The compliance area already overlaps and encompasses privacy to a large degree. Controls required under Sarbanes-Oxley Act (SOX), human resources, medical device, clinical research, healthcare, education, worker safety, workers’ comp — all involve privacy at some point. Often privacy sits within the compliance department, so this may naturally foster an environment open to changing to a more privacy-centric role.

Many companies have a privacy and compliance officer, as opposed to assigning one person to each role. It is not uncommon to see lawyers working in a non-legal compliance role and evaluating someone with compliance experience is relatively simple. The individual may need to learn more privacy-specific rules and range, but compliance is compliance. However, not all compliance lawyers can transition into privacy. Some are so focused on specific compliance laws that they cannot see the bigger picture of personal data privacy compliance.

Information security

This field is critical to bridging the gap between technical controls and privacy concepts. For example, a key concept in the information security field is the triad that we aim to protect: confidentiality, integrity, and availability (CIA). The technical requirements that apply to privacy also apply across industries and countries with disparate privacy laws. For example, several critical security controls and policies easily shift into more a privacy role, such as understanding encryption, data classification, data loss prevention, and risk assessment.

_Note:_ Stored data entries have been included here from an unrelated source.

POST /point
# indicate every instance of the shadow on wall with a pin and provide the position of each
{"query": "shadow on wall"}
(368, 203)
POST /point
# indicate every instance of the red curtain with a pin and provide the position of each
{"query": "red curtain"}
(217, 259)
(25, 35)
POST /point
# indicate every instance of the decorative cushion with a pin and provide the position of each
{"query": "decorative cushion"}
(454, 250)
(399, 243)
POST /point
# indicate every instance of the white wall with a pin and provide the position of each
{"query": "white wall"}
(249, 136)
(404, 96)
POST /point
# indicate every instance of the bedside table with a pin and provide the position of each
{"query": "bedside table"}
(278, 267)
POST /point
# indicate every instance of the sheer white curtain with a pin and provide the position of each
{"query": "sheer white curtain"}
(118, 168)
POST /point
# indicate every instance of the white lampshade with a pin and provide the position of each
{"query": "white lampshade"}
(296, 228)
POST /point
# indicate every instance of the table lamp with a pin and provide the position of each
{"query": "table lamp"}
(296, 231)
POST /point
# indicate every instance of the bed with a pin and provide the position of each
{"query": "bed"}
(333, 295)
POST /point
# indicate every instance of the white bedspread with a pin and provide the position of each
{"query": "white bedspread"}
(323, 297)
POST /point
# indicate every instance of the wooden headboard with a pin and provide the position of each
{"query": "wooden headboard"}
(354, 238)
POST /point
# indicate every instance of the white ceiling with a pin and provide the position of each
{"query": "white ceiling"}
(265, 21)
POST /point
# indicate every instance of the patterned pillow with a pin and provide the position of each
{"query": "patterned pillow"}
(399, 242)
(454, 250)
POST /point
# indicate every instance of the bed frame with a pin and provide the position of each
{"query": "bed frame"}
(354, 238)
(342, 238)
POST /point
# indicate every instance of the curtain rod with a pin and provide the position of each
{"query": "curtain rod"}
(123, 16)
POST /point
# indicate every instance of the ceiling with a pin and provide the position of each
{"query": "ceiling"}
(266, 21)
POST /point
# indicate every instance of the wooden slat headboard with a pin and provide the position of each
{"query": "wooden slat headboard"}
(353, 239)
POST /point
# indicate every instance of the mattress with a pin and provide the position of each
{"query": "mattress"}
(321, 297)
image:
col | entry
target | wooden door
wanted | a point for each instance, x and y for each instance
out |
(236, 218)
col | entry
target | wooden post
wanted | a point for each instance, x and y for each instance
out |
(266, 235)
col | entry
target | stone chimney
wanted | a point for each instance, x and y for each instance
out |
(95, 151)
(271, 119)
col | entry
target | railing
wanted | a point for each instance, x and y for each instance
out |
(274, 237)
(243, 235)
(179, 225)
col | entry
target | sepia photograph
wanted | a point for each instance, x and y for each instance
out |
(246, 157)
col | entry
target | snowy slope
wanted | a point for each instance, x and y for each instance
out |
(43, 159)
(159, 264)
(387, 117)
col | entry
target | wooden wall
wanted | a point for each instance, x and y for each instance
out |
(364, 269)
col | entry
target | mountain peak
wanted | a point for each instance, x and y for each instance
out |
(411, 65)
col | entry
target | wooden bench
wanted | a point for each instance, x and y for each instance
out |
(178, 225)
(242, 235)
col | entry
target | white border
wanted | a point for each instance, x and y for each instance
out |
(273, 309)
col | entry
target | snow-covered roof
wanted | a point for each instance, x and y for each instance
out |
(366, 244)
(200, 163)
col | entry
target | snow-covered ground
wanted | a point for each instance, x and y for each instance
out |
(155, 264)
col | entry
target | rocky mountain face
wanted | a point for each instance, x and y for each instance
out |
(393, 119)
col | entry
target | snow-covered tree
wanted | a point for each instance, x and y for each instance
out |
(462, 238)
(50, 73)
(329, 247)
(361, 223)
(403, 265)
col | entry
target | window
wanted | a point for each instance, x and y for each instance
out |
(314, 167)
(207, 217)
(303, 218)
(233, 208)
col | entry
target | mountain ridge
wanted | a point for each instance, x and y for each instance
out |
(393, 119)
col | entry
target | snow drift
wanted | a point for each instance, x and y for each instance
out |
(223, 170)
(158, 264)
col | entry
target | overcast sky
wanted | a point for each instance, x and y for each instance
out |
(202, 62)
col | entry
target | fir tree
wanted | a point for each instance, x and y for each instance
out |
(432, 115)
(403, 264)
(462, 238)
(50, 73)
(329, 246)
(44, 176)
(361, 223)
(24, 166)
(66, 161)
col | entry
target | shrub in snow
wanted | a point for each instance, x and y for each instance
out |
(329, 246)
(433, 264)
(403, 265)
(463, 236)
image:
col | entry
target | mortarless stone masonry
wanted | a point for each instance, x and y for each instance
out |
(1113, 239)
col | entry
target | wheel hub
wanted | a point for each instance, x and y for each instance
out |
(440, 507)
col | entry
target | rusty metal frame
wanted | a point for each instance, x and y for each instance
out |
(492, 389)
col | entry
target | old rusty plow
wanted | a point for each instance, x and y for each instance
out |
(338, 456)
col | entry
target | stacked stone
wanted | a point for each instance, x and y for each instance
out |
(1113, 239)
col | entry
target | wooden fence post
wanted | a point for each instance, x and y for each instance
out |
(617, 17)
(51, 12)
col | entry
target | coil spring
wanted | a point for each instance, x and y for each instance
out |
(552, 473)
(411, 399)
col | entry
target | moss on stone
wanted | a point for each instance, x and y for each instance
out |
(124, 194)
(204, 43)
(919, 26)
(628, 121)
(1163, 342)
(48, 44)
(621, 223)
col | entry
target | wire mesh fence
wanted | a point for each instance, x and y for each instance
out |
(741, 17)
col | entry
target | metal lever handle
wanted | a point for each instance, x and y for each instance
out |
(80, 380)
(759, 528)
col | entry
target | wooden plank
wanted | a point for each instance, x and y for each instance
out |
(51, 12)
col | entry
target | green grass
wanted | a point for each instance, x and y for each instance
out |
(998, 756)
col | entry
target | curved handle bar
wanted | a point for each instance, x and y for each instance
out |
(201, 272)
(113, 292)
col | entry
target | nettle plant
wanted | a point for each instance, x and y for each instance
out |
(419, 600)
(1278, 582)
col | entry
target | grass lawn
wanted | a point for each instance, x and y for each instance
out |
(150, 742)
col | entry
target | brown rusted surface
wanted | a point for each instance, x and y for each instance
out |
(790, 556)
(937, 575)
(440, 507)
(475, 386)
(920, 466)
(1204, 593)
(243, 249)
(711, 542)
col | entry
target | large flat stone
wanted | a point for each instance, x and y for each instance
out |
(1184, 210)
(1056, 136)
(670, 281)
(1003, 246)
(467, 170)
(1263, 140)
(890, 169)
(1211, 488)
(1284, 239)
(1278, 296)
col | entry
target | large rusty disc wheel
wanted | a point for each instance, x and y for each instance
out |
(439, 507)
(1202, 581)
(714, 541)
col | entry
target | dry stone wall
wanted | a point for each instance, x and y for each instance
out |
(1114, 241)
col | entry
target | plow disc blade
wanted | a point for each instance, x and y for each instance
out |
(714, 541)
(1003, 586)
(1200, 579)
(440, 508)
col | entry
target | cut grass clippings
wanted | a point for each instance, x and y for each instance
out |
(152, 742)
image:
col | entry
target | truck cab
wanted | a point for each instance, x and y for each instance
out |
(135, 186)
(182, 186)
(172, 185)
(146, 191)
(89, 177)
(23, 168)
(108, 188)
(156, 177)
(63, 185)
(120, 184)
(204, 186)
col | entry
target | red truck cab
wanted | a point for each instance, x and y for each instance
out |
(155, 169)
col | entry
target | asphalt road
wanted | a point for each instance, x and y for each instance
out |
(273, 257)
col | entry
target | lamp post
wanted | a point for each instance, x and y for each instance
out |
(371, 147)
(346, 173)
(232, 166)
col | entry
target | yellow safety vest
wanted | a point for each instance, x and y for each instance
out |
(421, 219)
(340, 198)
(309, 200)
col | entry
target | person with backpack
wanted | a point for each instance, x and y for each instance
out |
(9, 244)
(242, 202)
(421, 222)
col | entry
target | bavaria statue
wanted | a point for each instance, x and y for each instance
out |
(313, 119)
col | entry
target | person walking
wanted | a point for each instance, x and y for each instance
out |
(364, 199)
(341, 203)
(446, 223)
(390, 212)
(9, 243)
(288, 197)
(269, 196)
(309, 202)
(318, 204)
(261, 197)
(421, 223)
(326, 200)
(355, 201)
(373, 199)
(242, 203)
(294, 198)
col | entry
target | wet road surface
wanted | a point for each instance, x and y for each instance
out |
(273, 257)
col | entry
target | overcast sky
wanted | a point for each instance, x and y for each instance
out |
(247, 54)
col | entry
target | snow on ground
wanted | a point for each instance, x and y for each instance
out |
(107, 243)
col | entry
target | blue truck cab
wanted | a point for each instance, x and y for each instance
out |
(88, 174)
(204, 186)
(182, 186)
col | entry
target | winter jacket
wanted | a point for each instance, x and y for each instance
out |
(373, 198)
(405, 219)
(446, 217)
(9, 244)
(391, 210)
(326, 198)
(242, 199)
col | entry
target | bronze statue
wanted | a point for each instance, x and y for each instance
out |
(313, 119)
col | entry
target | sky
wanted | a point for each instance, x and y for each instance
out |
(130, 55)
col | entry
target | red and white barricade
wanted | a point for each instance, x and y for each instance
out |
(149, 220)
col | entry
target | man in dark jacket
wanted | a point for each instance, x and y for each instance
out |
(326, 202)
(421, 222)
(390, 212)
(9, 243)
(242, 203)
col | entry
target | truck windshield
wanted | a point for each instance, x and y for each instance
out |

To move into privacy or to absorb privacy into security, partner with internal privacy professionals. If there aren’t any, this is an excellent opportunity to identify the necessity, present the risks to management, and recommend a solution. Many companies are progressing toward having a more comprehensive position for privacy and security or data protection officer role. However, your technician should not think in binary terms. Though concepts overlap, privacy is rarely a concrete consideration. Security does not outweigh privacy, but neither does privacy outweigh security. This person needs to understand and value both.

Certificates

For each of these fields, certifications indicate an individual’s willingness to learn new information and showcase their diligence through continuous education. While they do not provide practical experience, these certificates do offer a broad understanding of the various areas.

Some common certifications focus on privacy, CIPP in specific regional privacy laws, privacy program management, and privacy technology — all of which are from the International Association of Privacy Professionals (IAPP). There are also those specializing in information security from the CISSP or CISM (from ISC2 and ISACA respectively), as well as Healthcare Privacy and Security from AHIMA.

In compliance there are several through the Society for Corporate Compliance and Ethics. Lastly, there are a multitude of industry certifications privacy, records management, and compliance particular to those industries.

Approach

If you are in one of these positions and want to transition into a privacy role, make the case to your employer. Learn the materials and identify the need. Build the business position and how the role contributes to the overall goal of the business — whether it is satisfying customers, complying with law, or becoming a market differentiator. If there is a position available that you want, show how your experience translates into privacy, and explain how it adds value to the company that might otherwise be overlooked in the job description.

And if you are on the inside evaluating candidates or writing the job description, consider the skills you need the person to have, the skills that you want them to have (whether they gained them in the privacy world or not), and what skills can easily be learned. Do not be afraid to search outside the current privacy practitioners, as it appears the demand is much higher than the supply.